The Eisens believe the repositioning has been successful because it is based on real substance, not marketing-speak. Instead of simply rolling out a new tagline or website, they first recruited a team of top-flight graphic designers and structural engineers to staff an internal branding agency whose services are offered to customers at no additional charge.

 The lessons from this experience are not lost on the Eisens, and they feel other companies could benefit from an openness to focus on what the customer wants, versus what the company is prepared to deliver.

“Pulling focus away from our plant was no easy decision, as we take immense pride in our manufacturing prowess,” says Scott, Ideal’s president. “But, right or wrong, customers consider it a given that a company can produce what it says it produces. Our internal branding and design agency allows us to get their attention and deliver unique, innovative and powerful in-store displays faster and cheaper than they ever could before.”

Founded on Crates

Ideal originally was a manufacturer of wood and wire crates for customers as diverse as Al Capone and the U.S. military. It has a history of making big investments to meet changing customer demands.

Just as Dustin Hoffman was famously told the future was “plastics” in “The Graduate,” the Eisens’ grandfather knew that the single word describing the future of packaging was “corrugated.” It was where the customers were going, whether they knew it yet or not, so he acquired a corrugated box company, bought a corrugator and a new Ideal was born.

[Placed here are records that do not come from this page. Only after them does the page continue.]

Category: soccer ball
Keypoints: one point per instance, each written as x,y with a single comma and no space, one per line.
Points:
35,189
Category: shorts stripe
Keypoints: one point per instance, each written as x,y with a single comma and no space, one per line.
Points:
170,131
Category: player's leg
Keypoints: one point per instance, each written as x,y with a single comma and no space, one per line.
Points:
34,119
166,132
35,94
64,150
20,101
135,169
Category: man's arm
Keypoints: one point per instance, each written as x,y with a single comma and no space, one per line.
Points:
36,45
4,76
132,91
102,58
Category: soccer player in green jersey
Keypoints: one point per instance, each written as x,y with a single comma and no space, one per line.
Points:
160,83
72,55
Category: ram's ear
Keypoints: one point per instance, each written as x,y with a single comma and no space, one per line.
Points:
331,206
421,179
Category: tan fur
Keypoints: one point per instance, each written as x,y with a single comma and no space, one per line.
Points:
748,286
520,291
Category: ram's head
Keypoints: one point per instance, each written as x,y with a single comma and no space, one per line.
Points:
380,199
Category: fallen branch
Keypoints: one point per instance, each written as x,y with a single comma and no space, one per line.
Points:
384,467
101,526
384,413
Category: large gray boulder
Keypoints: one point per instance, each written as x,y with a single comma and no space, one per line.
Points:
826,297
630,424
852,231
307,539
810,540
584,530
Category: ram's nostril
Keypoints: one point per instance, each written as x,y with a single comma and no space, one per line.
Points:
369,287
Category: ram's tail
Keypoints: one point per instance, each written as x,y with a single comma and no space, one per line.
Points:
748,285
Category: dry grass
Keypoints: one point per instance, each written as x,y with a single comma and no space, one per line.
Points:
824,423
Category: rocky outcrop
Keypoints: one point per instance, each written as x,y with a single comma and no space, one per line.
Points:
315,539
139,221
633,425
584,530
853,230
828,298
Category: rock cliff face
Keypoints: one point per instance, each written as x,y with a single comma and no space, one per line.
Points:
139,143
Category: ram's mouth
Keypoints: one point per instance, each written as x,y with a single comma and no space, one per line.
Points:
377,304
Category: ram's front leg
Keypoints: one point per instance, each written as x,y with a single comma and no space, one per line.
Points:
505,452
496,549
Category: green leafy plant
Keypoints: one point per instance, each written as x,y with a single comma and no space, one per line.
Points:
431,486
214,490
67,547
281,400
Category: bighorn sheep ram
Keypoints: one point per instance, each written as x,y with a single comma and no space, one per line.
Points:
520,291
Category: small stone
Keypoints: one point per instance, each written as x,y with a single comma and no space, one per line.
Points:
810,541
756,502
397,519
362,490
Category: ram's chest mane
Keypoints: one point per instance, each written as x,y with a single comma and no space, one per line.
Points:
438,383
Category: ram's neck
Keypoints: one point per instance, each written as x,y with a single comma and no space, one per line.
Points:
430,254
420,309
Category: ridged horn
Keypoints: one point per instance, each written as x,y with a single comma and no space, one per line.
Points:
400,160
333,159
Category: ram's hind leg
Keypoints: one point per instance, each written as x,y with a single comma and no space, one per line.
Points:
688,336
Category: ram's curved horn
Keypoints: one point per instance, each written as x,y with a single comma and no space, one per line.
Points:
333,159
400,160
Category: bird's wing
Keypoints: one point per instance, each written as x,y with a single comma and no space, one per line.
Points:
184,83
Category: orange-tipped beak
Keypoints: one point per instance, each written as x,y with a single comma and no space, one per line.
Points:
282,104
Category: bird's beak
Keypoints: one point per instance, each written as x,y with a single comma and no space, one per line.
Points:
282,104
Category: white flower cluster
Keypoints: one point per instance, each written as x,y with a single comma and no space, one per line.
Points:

Ultimately, for manufacturers who are tackling declining margins or other internal or external threats to their businesses, Scott Eisen suggests looking outside for the answers, not inside. “We are always looking for ways to run our business more efficiently, but in the end, what drives long-term success for any business is its ability to create a better experience for its customers – whether that means faster or cheaper or more creative,” he says.